Following, is an excerpt from Adriana Herrera Téllez's curatorial text on Viviana Zargón's award-winning series.


Objetos memorables

The philosopher Edgar Morin corroborates in his essay The Epistemology of Complexity a quotation by Ullmo: “Matter has a history,” and he keeps reminding us that today “everything material is thought, conceived through its genesis, its history.”[1] Paraphrasing Morin we could say: “Things have a history.” And to this temporal dimension, since things are manufactured and/or used by human beings in the world of life, there is a correspondent vital relationship. In Viviana Zargón documentary cartographies, from her quest for her father’s work place, as much as in all of the works derived from Serie de la industria argentina (Argentine Industry series), and in her Objetos inútiles or in Artefactos y ficciones,  Zargón focused her work on factory spaces, whether by roaming lengthy promenades or visiting the same industry time and again.

In her Objetos memorables (Memorable Objects)series, on the other hand, there is a return to the origin and a distancing away from the locus of industrial architectures: now she is searching in her own workshop, which is an extension of her home, following the thread of small personal objects until finding—and restoring—the things left behind from her most intimate memories.

This is how this series was born.
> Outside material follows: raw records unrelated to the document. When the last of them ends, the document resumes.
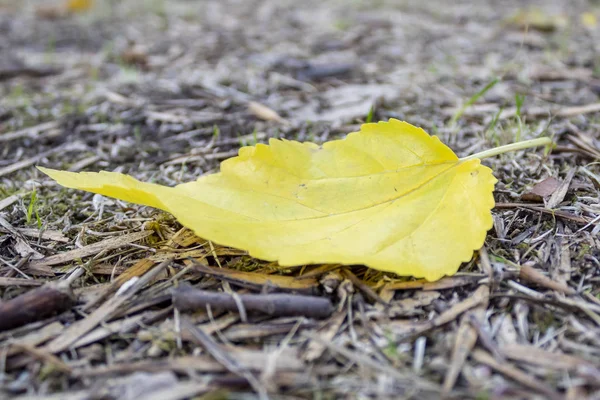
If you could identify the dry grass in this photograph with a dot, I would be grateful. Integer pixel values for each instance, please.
(164, 91)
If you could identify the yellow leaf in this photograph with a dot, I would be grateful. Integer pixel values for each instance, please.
(390, 197)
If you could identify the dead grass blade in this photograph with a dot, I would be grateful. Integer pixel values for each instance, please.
(80, 328)
(223, 357)
(258, 280)
(91, 249)
(530, 274)
(466, 337)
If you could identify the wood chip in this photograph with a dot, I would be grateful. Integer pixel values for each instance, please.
(466, 337)
(263, 112)
(530, 274)
(448, 282)
(258, 280)
(316, 348)
(11, 199)
(517, 375)
(559, 194)
(542, 190)
(536, 356)
(6, 282)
Its aesthetic is constructed with a black background in which a collection of objects gravitates. These objects can recall multiple moments of the history of photography, but they are, above all, lost objects that she recovers for herself, and whose restitution ends by finally completing Zargón’s long search. When her father died, she would have wanted to keep the tools he worked with, and all of his industrial endeavors in the jeweler’s trade. But that desired heritage, that toolbox she poked with curiosity as a child, which she wished she could keep, never came to her. Several of the tools she portrays are thus an evocation of the possessions of her father, who by the way took sculpture lessons.
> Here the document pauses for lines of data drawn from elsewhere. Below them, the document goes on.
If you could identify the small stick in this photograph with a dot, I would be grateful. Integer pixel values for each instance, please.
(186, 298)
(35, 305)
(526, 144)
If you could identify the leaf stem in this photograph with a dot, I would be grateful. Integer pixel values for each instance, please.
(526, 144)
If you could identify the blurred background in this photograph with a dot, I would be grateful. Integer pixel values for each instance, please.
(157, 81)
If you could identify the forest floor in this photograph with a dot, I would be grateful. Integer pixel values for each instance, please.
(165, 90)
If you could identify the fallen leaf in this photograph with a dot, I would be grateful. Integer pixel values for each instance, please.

Later, multiple objects similar to those she knew long ago appeared, like the ruler her mother used in her sewing shop, or watercolors similar to the ones she had as a child, or a sifter she once saw being used in her childhood home. This collection also holds elements that she favors, like compasses, whose mystery elicits endless fascination in her; or already obsolete saddler needles. She has also learned that she can listen to the song of things in the perimeter of her studio and that perhaps—like that tiny orifice in Beatriz Viterbo’s stairway where you could see all the times at once—yesterday, today, and tomorrow can be historically cyphered on the black background of a single object.
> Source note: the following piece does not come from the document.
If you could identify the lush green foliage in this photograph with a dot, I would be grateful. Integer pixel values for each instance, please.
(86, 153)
National Visual Arts Salon 2020-2021, Argentina

Organized by the Palais de Glace - National Palace of Arts, with the collaboration of the Ministry of Culture, the Secretariat of Cultural Heritage, the National Directorate of Museums, the National House of the Bicentennial and the Kirchner Cultural Center, the exhibition presents 266 works, 162 in the National House of the Bicentennial and 104 in the Kirchner Cultural Center. The exhibition was curated by Marcela López Sastre



[1] Morin, Edgar, The Epistemology of Complexity, Gazeta de Antropología, nº 20, article 02, 2004.